Now it’s time to remove the kicker assembly. It may have been hard to locate in earlier photos, but you shouldn’t have any trouble now.


The kicker is attached by a single cotter pin and a long extension spring, so it’s easy to remove. Before we do that, take a look at the photo above. That long extension spring provides the direct power that spins the reels by pulling the kicker as it presses against the underside of the payout discs, kicking them into rotation. The second spring that is integral to the assembly pulls the top portion of the assembly out of the way after it kicks the reels, allowing them to spin without running into the kicker itself.
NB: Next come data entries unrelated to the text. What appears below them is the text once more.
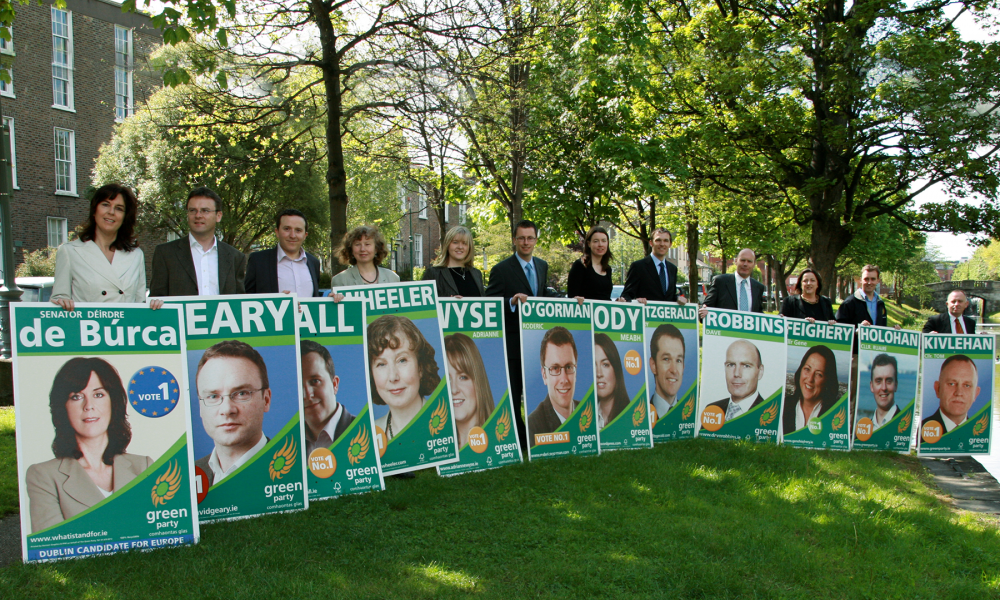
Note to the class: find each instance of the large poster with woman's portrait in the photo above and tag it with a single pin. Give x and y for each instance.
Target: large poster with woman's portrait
(408, 367)
(742, 376)
(246, 404)
(477, 378)
(342, 450)
(816, 411)
(103, 458)
(671, 340)
(557, 363)
(888, 368)
(956, 391)
(620, 376)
As you will recall, one of the initial problems I had with this machine was that the reels weren’t spinning. The problem that caused that condition was that the top part of the kicker was gummed up with a bunch of hardened grease, oil and dirt. Since the top part didn’t want to rotate, after the reel discs started spinning they were running into the kicker, which was stopping them again and causing the machine to make a “Clang!” sound as the reel disks were struck like a gong. It’s a common problem, and nothing that a good thorough cleaning won’t fix.